Spring also called “Phagun” celebrates an important hindu festival of HOLI, a festival of colours. It signifies the victory of good over evil, the arrival of spring, end of winter, and for many a festive day to meet others, play and laugh, forget and forgive, and repair broken relationships. It is also celebrated as a thanksgiving for a good harvest season.
Holi celebrations start on the night before Holi with a Holika Dahan where people gather, perform religious rituals in front of the bonfire, and pray that their internal evil be destroyed the way Holika, the sister of the demon king Hiranyakashipu, was killed in the fire. Holika, Prahlada’s evil aunt, tricked him into sitting on a pyre with her. Holika was wearing a cloak that made her immune to injury from fire, while Prahlada was not. As the fire roared, the cloak flew from Holika and encased Prahlada, who survived while Holika burned. Vishnu, the god who appears as an avatar to restore Dharma in Hindu beliefs, took the form of Narasimha and killed Hiranyakashyap. The next morning is celebrated as Rangwali Holi – a free-for-all festival of colours, where people smear each other with colours and drench each other.
This information is readily available on the internet but today I want to share with you something I was inquisitive about holi and got to know only yestrday.
- Wood was sparsely available in the desserts of Rajasthan and hence people made badkula made of cow dung to create fire.
- Also a branch of a tree is put on top of the holika , and just after igniting it up a thread is pulled which pulls out the tree and prevents it from burning. Did you know why? The tree here symbolises the young Prahlada who was saved in the fire.
- A long sugarcane is carried with fresh wheat and green grams tied to it representing harvest and is roasted in the fire and eaten along with papad or popaddams. Papad essentially because it’s a dry item easily available in every household in Rajasthan. Also a long sugarcane not only protects from burning hands but also emphasis on the sugarcane harvest.
- Some ashes are collected form the fire and bought back home. It is then mixed with the mud in the house and a small sapling is planted. The ashes considered holy when mixed with the soil tends to purify the house and the new sapling denotes new hopes, now relations and marks a new beginning to life.
- The puja thali contains all dry grains, rice and pulses to signify nourishment and flourishment. Again these are dry because greens were difficult to find in the bare desserts.
- People made fire to mark the beginning of spring, they would rejoice, sing and dance around it. It served the purpose of community bonding and harmony.
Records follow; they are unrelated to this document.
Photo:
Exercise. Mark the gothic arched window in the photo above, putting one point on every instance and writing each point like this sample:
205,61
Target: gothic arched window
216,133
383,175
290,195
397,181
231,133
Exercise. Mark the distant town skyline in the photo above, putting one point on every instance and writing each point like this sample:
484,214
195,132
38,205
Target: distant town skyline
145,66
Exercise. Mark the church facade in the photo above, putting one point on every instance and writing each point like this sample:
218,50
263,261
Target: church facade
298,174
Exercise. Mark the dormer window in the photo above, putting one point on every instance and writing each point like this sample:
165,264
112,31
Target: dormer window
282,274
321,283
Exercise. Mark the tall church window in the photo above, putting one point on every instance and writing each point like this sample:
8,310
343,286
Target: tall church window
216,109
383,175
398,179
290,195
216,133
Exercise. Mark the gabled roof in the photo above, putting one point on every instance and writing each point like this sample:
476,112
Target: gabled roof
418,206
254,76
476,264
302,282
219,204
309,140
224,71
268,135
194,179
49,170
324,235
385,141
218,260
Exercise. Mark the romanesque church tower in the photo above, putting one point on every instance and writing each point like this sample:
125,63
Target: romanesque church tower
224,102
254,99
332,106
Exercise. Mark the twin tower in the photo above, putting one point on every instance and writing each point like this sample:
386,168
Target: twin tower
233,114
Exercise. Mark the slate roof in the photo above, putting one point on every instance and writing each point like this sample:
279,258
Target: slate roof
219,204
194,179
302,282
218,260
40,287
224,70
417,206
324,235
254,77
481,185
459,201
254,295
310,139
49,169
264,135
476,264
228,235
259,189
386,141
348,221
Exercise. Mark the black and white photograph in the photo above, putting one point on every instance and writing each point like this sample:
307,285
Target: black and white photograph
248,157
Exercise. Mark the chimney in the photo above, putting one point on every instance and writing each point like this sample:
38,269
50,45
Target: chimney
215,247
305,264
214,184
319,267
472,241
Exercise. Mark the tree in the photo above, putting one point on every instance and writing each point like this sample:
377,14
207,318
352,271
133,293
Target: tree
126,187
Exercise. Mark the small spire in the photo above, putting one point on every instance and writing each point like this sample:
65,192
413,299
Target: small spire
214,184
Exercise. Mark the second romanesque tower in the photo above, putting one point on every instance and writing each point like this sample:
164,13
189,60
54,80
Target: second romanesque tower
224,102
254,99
Colours add happiness to one life. The abeer and gulal used in playing holi when made organically heals the skin, it has antiseptic properties too. It is believed that lord Krishna played holi with Radha and other gopis with petals of marigold and teesu. Kirshna was dark-skinned and often teased by the girls or gopis in the village. To take revenge he would smear different colours on them to look-alike. Turmeric and besan (gram flour) found in our kitchens are used to make colours too. They are anti-inflammatory and do not cause skin allergies.
Music is another important element of holi. The playing of Dhap (a musical instrument) with men dancing in women’s costume is a common practice during holi. There are many songs written and composed to honour this festival in our entertainment industry.
Food is an integral part of any hindu festival in India. Holi ka khana (food prepared for holi) primarily includes sweets, gujiya’s, dried vegetables like kair, sangari and vada. Thandai, a milk based drink with almonds, saffron and other dry fruits is made and shared with all. Bhang (an intoxicating mix of herbs) is specially prepared and served for fun.
Communities unite , friends meet and celebrate holi . It symbolises social living and brings harmony. holi parties are hosted with all its fancies to entertain guests and have a special time together. Rain showers are put on various spots , water guns , water balloons and buckets filled with coloured water are arranged for kids and adults to enjoy. With the atmosphere so colourful, songs filling the air , people rejoicing and laughing ,how can one keep away and not get drenched in holi celebrations. Before people leave me and go out to play , I must oil myself properly and get going now.